Warfarin use associates with increased risk for stroke in hemodialysis patients with atrial fibrillation

Kevin E Chan, J Michael Lazarus, Ravi Thadhani, Raymond M Hakim, Kevin E Chan, J Michael Lazarus, Ravi Thadhani, Raymond M Hakim

Abstract

Use of warfarin, clopidogrel, or aspirin associates with mortality among patients with ESRD, but the risk-benefit ratio may depend on underlying comorbidities. Here, we investigated the association between these medications and new stroke, mortality, and hospitalization in a retrospective cohort analysis of 1671 incident hemodialysis patients with preexisting atrial fibrillation. We followed patient outcomes from the time of initiation of dialysis for an average of 1.6 yr. Compared with nonuse, warfarin use associated with a significantly increased risk for new stroke (hazard ratio 1.93; 95% confidence interval 1.29 to 2.90); clopidogrel or aspirin use did not associate with increased risk for new stroke. Analysis using international normalized ratio (INR) suggested a dose-response relationship between the degree of anticoagulation and new stroke in patients on warfarin (P = 0.02 for trend). Warfarin users who received no INR monitoring in the first 90 d of dialysis had the highest risk for stroke compared with nonusers (hazard ratio 2.79; 95% confidence interval 1.65 to 4.70).
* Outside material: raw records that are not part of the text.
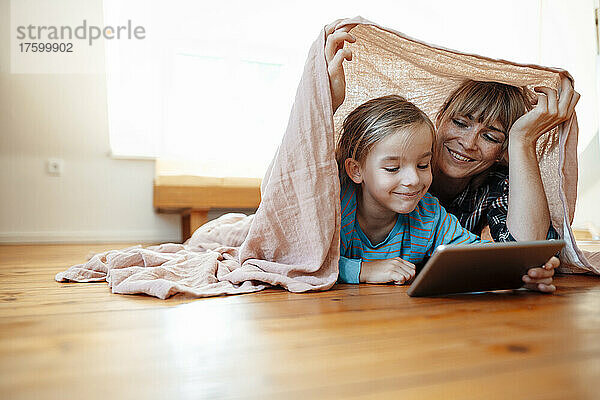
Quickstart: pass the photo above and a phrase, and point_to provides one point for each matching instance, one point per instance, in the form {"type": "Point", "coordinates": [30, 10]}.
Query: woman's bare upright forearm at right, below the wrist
{"type": "Point", "coordinates": [528, 216]}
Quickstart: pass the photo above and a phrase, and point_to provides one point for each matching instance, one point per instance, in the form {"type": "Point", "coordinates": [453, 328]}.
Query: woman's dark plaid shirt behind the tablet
{"type": "Point", "coordinates": [487, 204]}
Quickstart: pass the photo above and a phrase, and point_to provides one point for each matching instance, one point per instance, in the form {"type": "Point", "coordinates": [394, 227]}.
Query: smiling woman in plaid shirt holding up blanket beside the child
{"type": "Point", "coordinates": [473, 127]}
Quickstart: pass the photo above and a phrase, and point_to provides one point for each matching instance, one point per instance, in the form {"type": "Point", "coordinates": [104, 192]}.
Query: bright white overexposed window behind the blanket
{"type": "Point", "coordinates": [209, 91]}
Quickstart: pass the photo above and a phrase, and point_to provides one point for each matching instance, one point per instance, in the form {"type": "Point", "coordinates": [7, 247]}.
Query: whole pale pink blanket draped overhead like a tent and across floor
{"type": "Point", "coordinates": [293, 239]}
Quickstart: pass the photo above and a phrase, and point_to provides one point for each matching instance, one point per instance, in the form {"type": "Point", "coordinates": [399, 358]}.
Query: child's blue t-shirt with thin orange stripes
{"type": "Point", "coordinates": [414, 237]}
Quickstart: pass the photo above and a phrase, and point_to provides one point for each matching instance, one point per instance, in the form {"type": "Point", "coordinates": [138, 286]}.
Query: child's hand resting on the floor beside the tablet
{"type": "Point", "coordinates": [395, 270]}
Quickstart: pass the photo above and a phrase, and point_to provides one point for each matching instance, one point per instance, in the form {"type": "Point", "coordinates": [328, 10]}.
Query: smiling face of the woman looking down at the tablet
{"type": "Point", "coordinates": [466, 147]}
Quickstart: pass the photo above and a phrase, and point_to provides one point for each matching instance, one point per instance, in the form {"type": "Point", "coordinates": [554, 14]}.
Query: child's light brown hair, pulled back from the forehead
{"type": "Point", "coordinates": [371, 122]}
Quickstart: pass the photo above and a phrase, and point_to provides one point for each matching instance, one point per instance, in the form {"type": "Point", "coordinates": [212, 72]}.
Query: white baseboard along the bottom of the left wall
{"type": "Point", "coordinates": [89, 237]}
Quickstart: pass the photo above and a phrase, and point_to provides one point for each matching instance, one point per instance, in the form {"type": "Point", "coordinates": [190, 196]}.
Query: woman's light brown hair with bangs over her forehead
{"type": "Point", "coordinates": [487, 102]}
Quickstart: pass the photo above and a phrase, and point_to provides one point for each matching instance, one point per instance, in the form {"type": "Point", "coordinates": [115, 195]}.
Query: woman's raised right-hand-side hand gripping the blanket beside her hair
{"type": "Point", "coordinates": [550, 110]}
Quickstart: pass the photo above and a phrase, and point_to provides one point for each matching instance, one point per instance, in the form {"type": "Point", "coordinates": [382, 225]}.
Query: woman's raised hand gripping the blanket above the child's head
{"type": "Point", "coordinates": [335, 54]}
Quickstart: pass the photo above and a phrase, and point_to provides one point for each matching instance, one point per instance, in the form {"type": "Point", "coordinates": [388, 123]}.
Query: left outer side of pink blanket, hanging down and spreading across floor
{"type": "Point", "coordinates": [292, 241]}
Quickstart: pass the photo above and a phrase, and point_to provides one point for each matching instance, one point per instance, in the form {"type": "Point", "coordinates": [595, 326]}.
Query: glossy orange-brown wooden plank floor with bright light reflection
{"type": "Point", "coordinates": [79, 341]}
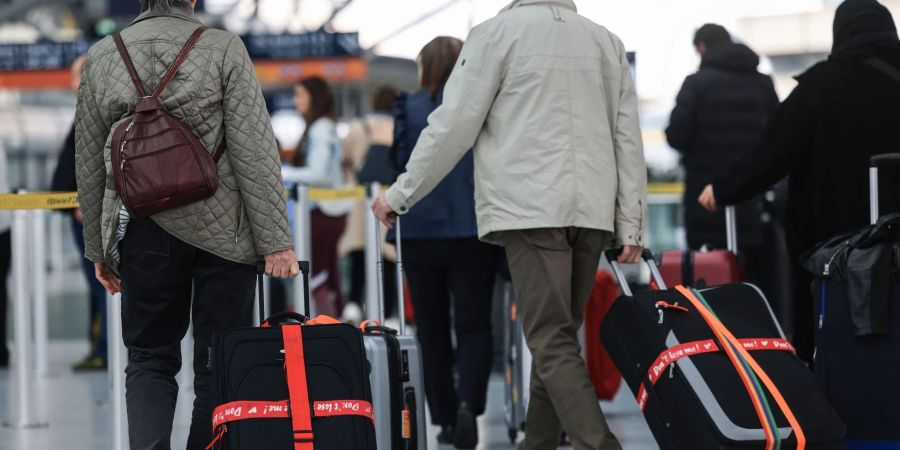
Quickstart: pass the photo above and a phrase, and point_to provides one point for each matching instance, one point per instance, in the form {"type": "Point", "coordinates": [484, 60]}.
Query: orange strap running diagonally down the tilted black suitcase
{"type": "Point", "coordinates": [729, 340]}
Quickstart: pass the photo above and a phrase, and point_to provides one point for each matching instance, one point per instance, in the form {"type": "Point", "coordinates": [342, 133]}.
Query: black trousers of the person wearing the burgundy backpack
{"type": "Point", "coordinates": [165, 284]}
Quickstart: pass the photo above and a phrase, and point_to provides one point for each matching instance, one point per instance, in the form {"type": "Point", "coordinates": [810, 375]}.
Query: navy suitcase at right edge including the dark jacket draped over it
{"type": "Point", "coordinates": [856, 361]}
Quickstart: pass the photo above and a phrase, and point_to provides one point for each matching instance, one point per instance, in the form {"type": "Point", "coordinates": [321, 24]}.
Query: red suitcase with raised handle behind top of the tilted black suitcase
{"type": "Point", "coordinates": [701, 269]}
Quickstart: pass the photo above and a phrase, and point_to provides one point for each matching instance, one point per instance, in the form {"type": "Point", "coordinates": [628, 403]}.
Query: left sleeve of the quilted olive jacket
{"type": "Point", "coordinates": [91, 131]}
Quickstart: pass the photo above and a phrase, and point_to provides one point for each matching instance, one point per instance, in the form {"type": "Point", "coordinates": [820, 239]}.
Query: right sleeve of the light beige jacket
{"type": "Point", "coordinates": [631, 168]}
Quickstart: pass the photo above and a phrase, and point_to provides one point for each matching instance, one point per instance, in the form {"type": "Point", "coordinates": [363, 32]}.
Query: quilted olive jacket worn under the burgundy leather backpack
{"type": "Point", "coordinates": [216, 93]}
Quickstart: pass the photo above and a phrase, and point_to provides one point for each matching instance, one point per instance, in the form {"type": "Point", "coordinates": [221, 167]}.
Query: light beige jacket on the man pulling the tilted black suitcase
{"type": "Point", "coordinates": [546, 98]}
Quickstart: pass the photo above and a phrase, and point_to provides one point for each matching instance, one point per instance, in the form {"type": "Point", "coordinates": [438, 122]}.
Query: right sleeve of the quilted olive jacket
{"type": "Point", "coordinates": [253, 152]}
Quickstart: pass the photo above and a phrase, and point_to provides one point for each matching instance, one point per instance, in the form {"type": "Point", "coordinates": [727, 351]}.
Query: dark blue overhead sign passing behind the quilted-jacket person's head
{"type": "Point", "coordinates": [266, 47]}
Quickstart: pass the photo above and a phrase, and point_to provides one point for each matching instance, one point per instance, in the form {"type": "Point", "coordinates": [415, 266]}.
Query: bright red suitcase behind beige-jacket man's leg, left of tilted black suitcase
{"type": "Point", "coordinates": [601, 368]}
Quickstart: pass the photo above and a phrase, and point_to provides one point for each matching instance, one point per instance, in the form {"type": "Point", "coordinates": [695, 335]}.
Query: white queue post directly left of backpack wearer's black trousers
{"type": "Point", "coordinates": [118, 357]}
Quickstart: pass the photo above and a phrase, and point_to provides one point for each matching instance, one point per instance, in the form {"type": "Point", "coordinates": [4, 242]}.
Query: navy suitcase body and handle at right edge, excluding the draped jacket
{"type": "Point", "coordinates": [859, 374]}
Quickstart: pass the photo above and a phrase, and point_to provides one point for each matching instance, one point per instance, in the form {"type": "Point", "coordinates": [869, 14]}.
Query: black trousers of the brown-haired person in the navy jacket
{"type": "Point", "coordinates": [464, 270]}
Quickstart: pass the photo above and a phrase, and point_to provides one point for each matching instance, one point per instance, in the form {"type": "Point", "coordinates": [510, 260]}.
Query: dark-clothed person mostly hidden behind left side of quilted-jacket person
{"type": "Point", "coordinates": [64, 181]}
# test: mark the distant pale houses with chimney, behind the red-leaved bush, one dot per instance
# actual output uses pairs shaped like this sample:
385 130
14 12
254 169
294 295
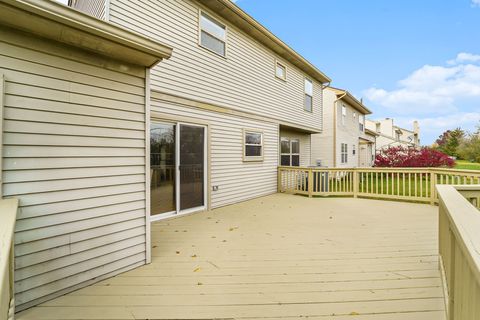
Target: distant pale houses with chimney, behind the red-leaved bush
391 135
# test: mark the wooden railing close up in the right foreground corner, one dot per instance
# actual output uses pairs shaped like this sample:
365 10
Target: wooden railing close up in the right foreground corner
459 245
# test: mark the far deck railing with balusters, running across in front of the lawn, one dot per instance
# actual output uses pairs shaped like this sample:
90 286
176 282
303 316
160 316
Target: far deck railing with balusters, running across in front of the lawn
414 184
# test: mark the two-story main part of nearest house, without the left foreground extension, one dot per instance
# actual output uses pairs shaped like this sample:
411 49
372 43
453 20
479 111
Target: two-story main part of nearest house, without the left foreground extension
231 104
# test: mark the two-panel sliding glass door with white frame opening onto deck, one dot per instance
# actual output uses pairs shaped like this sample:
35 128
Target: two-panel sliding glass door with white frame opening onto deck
177 168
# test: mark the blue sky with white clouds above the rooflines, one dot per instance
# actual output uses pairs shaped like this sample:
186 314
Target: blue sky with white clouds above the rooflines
409 60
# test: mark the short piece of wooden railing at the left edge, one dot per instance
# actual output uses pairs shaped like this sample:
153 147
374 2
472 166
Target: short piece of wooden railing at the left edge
8 214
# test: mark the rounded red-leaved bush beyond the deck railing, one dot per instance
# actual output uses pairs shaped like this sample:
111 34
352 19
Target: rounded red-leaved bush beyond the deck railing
410 157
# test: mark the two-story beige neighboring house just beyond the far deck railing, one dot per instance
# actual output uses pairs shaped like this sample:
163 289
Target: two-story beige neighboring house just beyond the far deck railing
344 131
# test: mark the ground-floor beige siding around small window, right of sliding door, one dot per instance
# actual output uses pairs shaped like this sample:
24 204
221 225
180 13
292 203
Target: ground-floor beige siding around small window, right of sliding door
236 180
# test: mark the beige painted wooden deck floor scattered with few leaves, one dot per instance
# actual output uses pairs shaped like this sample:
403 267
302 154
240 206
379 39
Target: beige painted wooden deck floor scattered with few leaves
280 256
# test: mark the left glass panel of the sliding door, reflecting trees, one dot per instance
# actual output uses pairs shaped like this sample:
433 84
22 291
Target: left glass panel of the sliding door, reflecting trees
162 168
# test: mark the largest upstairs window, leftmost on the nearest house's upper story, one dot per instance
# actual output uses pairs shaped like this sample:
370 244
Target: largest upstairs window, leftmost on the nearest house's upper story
213 34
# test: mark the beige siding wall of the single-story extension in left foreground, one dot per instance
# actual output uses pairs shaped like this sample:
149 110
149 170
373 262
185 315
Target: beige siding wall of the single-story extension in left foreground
74 155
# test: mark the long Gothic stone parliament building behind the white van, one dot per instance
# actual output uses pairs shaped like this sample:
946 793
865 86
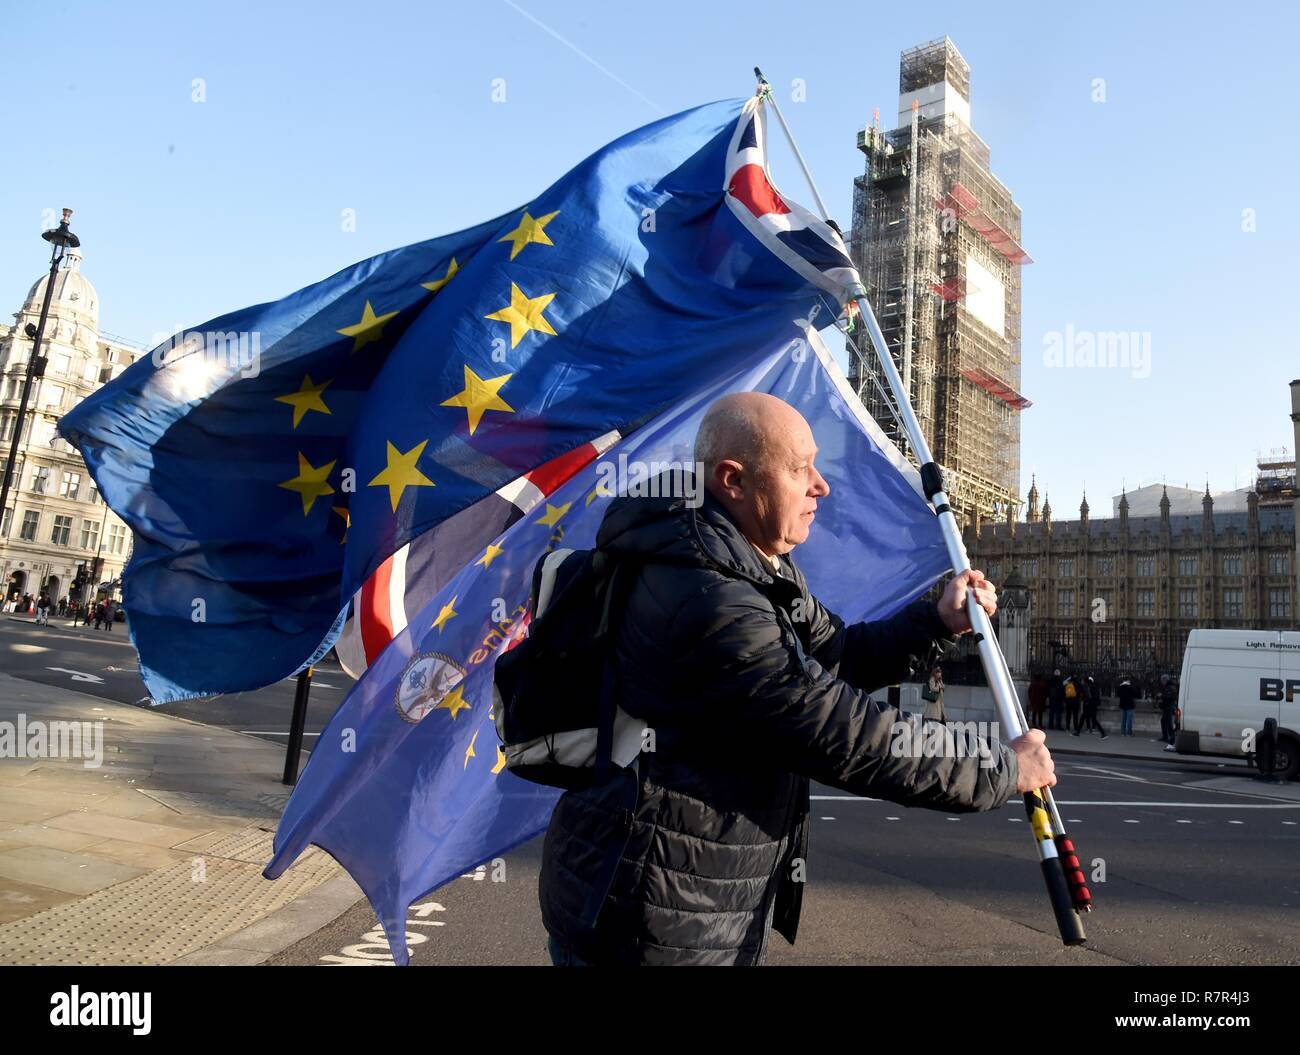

Warfarin use did not associate with statistically significant increases in all-cause mortality or hospitalization. In conclusion, warfarin use among patients with both ESRD and atrial fibrillation associates with an increased risk for stroke. The risk is greatest in warfarin users who do not receive in-facility INR monitoring.

Figures

Figure 1.
Figure 1.
Crude stroke curves by drug exposure. (A) Under an intention-to-treat assumption, increased incidence of new stroke was associated with patients who were on warfarin. (B) Similar results were noted when patients were censored when they changed their warfarin, clopidogrel, or aspirin prescription after study enrollment.
Figure 2.
Figure 2.
Stratified analysis. Patients at higher risk for future stroke (higher CHADS2 score) had better risk-benefit profiles (warfarin*CHADS2 = 0.84; P = 0.31 for interaction) with warfarin use when compared with nonusers. With the exception of diabetes, there were no statistical differences in the prevalence of warfarin use, INR level, or INR monitoring with increasing risk for stroke (CHADS2 score) and by five well-established risk factors for future stroke in atrial fibrillation. The crude ischemic stroke rate in warfarin users was 5.8 strokes per 100 patient-years (95% CI 4.6 to 7.4) versus 2.3 strokes per 100 patient-years in nonusers (95% CI 1.5 to 3.6). The crude hemorrhagic stroke rate in warfarin users was 1.2 strokes per 100 patient-years (95% CI 0.7 to 2.1) versus 0.5 strokes per 100 patient-years in nonusers (95% CI 0.2 to 1.4). †Statistically significant difference (P = 0.03) in prevalence of warfarin use in diabetic versus nondiabetic incident dialysis patients with atrial fibrillation. §As expected, patients with a higher propensity for warfarin prescription had a higher prevalence of warfarin use. ¥After matching, the caliper width of the propensity score between the two groups was found to be ±0.6 SD. *Values reported only for patients who had a stroke outcome. CHF, congestive heart failure; HTN, hypertension.
Figure 3.
Figure 3.
HRs for stroke with warfarin use (versus nonuse) by strata of INR level. The graph demonstrates a dose-response relationship between warfarin and new stroke. Patients with higher levels of anticoagulation, as quantified by the INR level, have an increased risk for new stroke (P = 0.04 for trend) with warfarin use (versus nonuse). Patients who were on warfarin and had no INR monitoring had the highest risk for new stroke. The stroke risk, as quantified by the CHADS2 score, among the five categories of INR were statistically (P = 0.11) and clinically no different.